I regularly receive requests from readers inquiring whether I have posted any info on the subject of how to write minutes for a meeting. In fact, last month I had five separate requests about this. Until now, I haven’t actually had anything posted online about this; although one of my ebooks does contain an article on this topic.
Minutes of meetings are important documents because they record in writing what was discussed in the meeting, and what decisions were actually made there. In most organizations a review of the minutes of the primary management meetings over time would reveal an excellent record of the history of that organization.
During my 25+ years working in government-type bureaucracies there were many occasions on which I was tasked with either writing the minutes of meetings myself, or editing/approving minutes written by others. As a result, below are a few suggestions I have for you, should you ever be asked to write the minutes of any type of meeting.
1. Work From An Agenda
A meeting agenda that lists the main items to be discussed should be circulated to all potential attendees a few days (ideally) prior to the meeting so that they can make sure it is on their schedule and that they will have the necessary documents that will be needed to discuss the items listed.
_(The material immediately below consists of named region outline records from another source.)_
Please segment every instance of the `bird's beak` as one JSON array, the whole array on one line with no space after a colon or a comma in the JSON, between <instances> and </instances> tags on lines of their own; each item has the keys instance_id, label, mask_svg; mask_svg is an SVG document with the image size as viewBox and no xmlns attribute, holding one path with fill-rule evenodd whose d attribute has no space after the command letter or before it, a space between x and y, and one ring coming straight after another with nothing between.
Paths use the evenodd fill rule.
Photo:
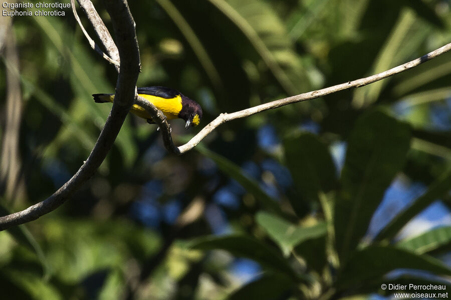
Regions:
<instances>
[{"instance_id":1,"label":"bird's beak","mask_svg":"<svg viewBox=\"0 0 451 300\"><path fill-rule=\"evenodd\" d=\"M191 120L186 120L186 122L185 123L185 130L187 130L189 128L189 126L191 126Z\"/></svg>"}]
</instances>

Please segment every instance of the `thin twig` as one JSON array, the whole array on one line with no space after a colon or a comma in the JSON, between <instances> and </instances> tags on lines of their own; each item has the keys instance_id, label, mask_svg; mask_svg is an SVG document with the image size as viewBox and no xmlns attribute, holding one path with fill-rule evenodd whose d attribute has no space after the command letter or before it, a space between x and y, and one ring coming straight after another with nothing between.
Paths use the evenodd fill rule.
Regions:
<instances>
[{"instance_id":1,"label":"thin twig","mask_svg":"<svg viewBox=\"0 0 451 300\"><path fill-rule=\"evenodd\" d=\"M16 36L12 28L7 32L4 57L6 64L7 96L5 124L0 158L0 189L4 190L7 199L15 198L15 204L23 204L27 189L21 176L22 162L19 151L21 120L23 102L19 74L19 57Z\"/></svg>"},{"instance_id":2,"label":"thin twig","mask_svg":"<svg viewBox=\"0 0 451 300\"><path fill-rule=\"evenodd\" d=\"M110 32L103 22L103 20L99 16L97 11L90 0L77 0L82 10L85 12L88 20L92 26L97 36L97 38L102 42L103 47L108 54L108 56L113 60L119 62L119 64L115 64L116 70L119 72L119 66L120 64L120 58L117 46L114 43ZM135 24L133 23L133 26Z\"/></svg>"},{"instance_id":3,"label":"thin twig","mask_svg":"<svg viewBox=\"0 0 451 300\"><path fill-rule=\"evenodd\" d=\"M191 150L199 144L205 136L214 130L216 127L225 122L238 118L245 118L257 114L258 112L264 112L265 110L273 110L289 104L296 103L301 101L306 101L307 100L311 100L312 99L325 96L340 90L343 90L352 88L360 88L364 86L367 84L375 82L377 81L387 78L387 77L392 76L395 74L410 70L412 68L416 66L418 64L430 60L449 51L450 50L451 50L451 43L438 48L432 52L430 52L416 60L398 66L396 66L384 72L369 76L369 77L358 79L352 82L347 82L341 84L337 84L336 86L326 88L322 90L318 90L309 92L295 96L292 96L283 99L276 100L275 101L269 102L268 103L265 103L265 104L262 104L231 114L221 114L209 124L203 128L199 133L193 137L188 142L178 147L178 153L181 154ZM169 151L174 152L172 150L173 147L173 144L167 144L166 142L165 142L164 146ZM175 152L175 153L177 152Z\"/></svg>"},{"instance_id":4,"label":"thin twig","mask_svg":"<svg viewBox=\"0 0 451 300\"><path fill-rule=\"evenodd\" d=\"M75 8L75 0L71 0L71 5L72 5L72 12L74 13L74 16L75 18L75 20L77 20L77 22L78 22L78 24L80 26L80 28L81 28L82 31L85 34L85 36L86 36L86 38L88 40L88 42L89 42L89 45L91 46L91 48L94 49L96 51L96 52L100 54L102 58L106 60L107 61L108 61L109 62L119 67L119 66L120 64L119 62L112 59L111 58L105 54L103 52L103 51L102 50L102 49L100 48L100 47L99 47L97 45L97 44L96 44L96 42L94 41L94 40L91 38L91 36L89 36L89 34L88 34L88 32L86 32L86 30L83 26L83 24L82 24L81 21L80 20L80 18L79 18L78 16L78 14L77 14L77 10ZM86 12L86 10L84 10ZM105 25L104 24L104 26Z\"/></svg>"},{"instance_id":5,"label":"thin twig","mask_svg":"<svg viewBox=\"0 0 451 300\"><path fill-rule=\"evenodd\" d=\"M118 48L123 63L118 76L115 101L105 126L91 154L77 173L44 201L21 212L0 217L0 230L35 220L52 212L91 178L112 146L133 104L140 67L134 22L125 0L105 2L117 38Z\"/></svg>"},{"instance_id":6,"label":"thin twig","mask_svg":"<svg viewBox=\"0 0 451 300\"><path fill-rule=\"evenodd\" d=\"M172 136L171 136L171 127L166 120L163 112L156 108L153 104L141 96L138 96L135 104L139 105L147 111L155 124L158 126L161 132L163 142L168 151L174 154L179 154L178 148L174 145Z\"/></svg>"}]
</instances>

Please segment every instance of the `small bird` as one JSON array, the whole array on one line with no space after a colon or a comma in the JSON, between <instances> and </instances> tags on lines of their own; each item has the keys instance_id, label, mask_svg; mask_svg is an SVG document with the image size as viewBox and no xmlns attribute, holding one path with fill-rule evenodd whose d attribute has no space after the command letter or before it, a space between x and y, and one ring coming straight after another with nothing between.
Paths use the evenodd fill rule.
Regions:
<instances>
[{"instance_id":1,"label":"small bird","mask_svg":"<svg viewBox=\"0 0 451 300\"><path fill-rule=\"evenodd\" d=\"M199 104L176 90L164 86L147 86L138 88L137 90L138 95L161 110L167 120L183 120L185 129L197 126L202 118L202 108ZM114 99L114 94L97 94L92 96L96 103L112 102ZM150 114L138 105L133 104L130 112L146 119L149 124L155 124Z\"/></svg>"}]
</instances>

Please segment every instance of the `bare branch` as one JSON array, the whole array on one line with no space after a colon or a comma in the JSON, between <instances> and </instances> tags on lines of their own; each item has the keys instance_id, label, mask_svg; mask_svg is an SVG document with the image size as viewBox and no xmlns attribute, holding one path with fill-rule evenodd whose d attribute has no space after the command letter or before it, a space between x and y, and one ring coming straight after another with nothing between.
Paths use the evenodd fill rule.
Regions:
<instances>
[{"instance_id":1,"label":"bare branch","mask_svg":"<svg viewBox=\"0 0 451 300\"><path fill-rule=\"evenodd\" d=\"M140 64L134 22L125 0L105 4L117 37L121 64L116 94L110 114L91 154L77 173L44 201L11 214L0 217L0 230L35 220L60 206L94 174L103 162L133 104ZM113 56L114 57L114 56Z\"/></svg>"},{"instance_id":2,"label":"bare branch","mask_svg":"<svg viewBox=\"0 0 451 300\"><path fill-rule=\"evenodd\" d=\"M178 148L175 146L172 141L172 136L171 136L171 127L168 124L163 112L156 108L156 106L141 96L138 96L135 100L135 104L145 109L152 116L153 121L160 128L160 132L161 132L163 138L163 142L167 150L174 154L180 154Z\"/></svg>"},{"instance_id":3,"label":"bare branch","mask_svg":"<svg viewBox=\"0 0 451 300\"><path fill-rule=\"evenodd\" d=\"M0 158L0 184L5 190L7 199L11 201L15 196L17 204L23 204L27 198L25 182L20 174L22 162L19 152L23 103L20 78L17 71L20 68L16 36L11 27L8 26L8 29L4 58L9 64L6 64L6 109Z\"/></svg>"},{"instance_id":4,"label":"bare branch","mask_svg":"<svg viewBox=\"0 0 451 300\"><path fill-rule=\"evenodd\" d=\"M80 2L80 1L78 1L78 2ZM81 2L83 2L83 4L85 5L85 6L86 6L88 3L90 4L91 6L92 5L92 3L91 3L90 1L83 1L83 0L81 0ZM81 21L80 20L80 18L79 18L78 14L77 14L77 10L75 8L75 0L71 0L71 4L72 6L72 12L74 13L74 16L75 18L75 20L77 20L77 22L78 22L78 24L80 26L80 28L81 28L82 31L83 32L83 34L85 34L85 36L86 36L86 38L88 40L88 42L89 42L89 44L91 46L91 48L92 48L93 49L94 49L96 51L96 52L97 52L97 53L100 54L100 56L102 58L103 58L104 59L106 60L107 61L108 61L109 62L110 62L110 64L114 64L115 66L116 66L117 70L119 70L119 66L120 64L119 62L112 59L111 58L110 58L110 56L107 56L106 54L104 53L104 52L102 50L102 49L100 48L100 47L99 47L97 45L97 44L96 44L95 43L95 42L94 41L94 40L91 38L91 36L89 36L89 34L88 34L88 32L86 32L86 30L85 29L85 28L83 26L83 24L82 24ZM80 4L80 5L81 5L81 4ZM83 8L83 6L82 6L82 7ZM92 8L92 10L94 12L96 12L95 10L94 9L93 7ZM83 8L83 10L85 11L85 12L87 11L86 8ZM96 12L96 13L97 13L97 12ZM89 16L89 15L88 14L88 16ZM98 16L98 14L97 14L97 16ZM100 19L100 18L99 18ZM91 19L90 18L89 20L91 20ZM101 21L102 20L100 20ZM92 24L92 23L91 23L91 24ZM102 28L102 25L103 25L103 28ZM94 24L93 24L93 26L94 26ZM99 28L99 30L101 30L102 32L106 31L106 32L108 34L108 36L109 36L108 40L112 41L113 40L112 40L112 38L111 38L111 36L110 36L109 32L108 32L108 30L106 30L106 28L105 28L105 24L103 24L103 22L102 22L101 24L100 23L98 23L98 22L97 23L97 26L98 28ZM97 32L97 30L96 30L96 32ZM116 51L117 50L117 48L116 48Z\"/></svg>"},{"instance_id":5,"label":"bare branch","mask_svg":"<svg viewBox=\"0 0 451 300\"><path fill-rule=\"evenodd\" d=\"M246 110L236 112L233 112L232 114L221 114L217 118L203 128L199 133L193 137L188 142L183 146L178 147L178 153L181 154L191 150L199 144L205 136L209 134L211 132L214 130L216 127L225 122L249 116L255 114L257 114L258 112L262 112L268 110L277 108L280 108L289 104L301 102L301 101L311 100L312 99L325 96L333 92L347 90L352 88L360 88L361 86L364 86L367 84L372 84L373 82L392 76L395 74L410 70L423 62L430 60L449 51L450 50L451 50L451 43L438 48L432 52L430 52L416 60L414 60L408 62L391 68L389 70L382 72L381 73L379 73L378 74L372 75L369 77L358 79L352 82L347 82L341 84L337 84L336 86L326 88L322 90L318 90L309 92L295 96L292 96L283 99L276 100ZM164 144L165 146L166 146L166 148L168 148L168 146L166 145L166 143L165 143ZM172 152L174 152L170 148L168 148L168 150ZM176 152L176 153L177 152Z\"/></svg>"}]
</instances>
That very same agenda should be used by the meeting chairperson to conduct an orderly meeting.
2. Be Short and Concise
Meeting minutes should NOT be a long verbatim “he said” – “she said” account of the meeting. They should record only the essence of the major points discussed and/or major decisions reached, from a “bottom line” perspective. The key items to record are decisions made/deferred, and the specific reasons for that decision.
3. Use Clear and Precise Language
Because minutes of meetings are an “official” record of corporate decisions made, they are often referenced many months later in order to recall what “exactly” was decided at a previous meeting. This makes clarity and precision of language very important when later trying to determine exactly what decision(s) was made and what specifically led to the decision.
4. Make Someone Responsible
In most organizations, a corporate “meeting secretary” is made responsible for organizing meeting logistics, drafting of minutes, and distribution of meeting-related documents such as agendas, minutes, and support documents. This is an important task; the person chosen for this should be well-organized with above-average writing skills.
5. Make Someone Else Accountable
Once the “meeting secretary” has drafted the minutes they should be carefully reviewed and revised if necessary, by the person who chaired the meeting. That individual, who will normally occupy a position of some responsibility in the organization, will then sign them off as “approved” before they are distributed by the secretary.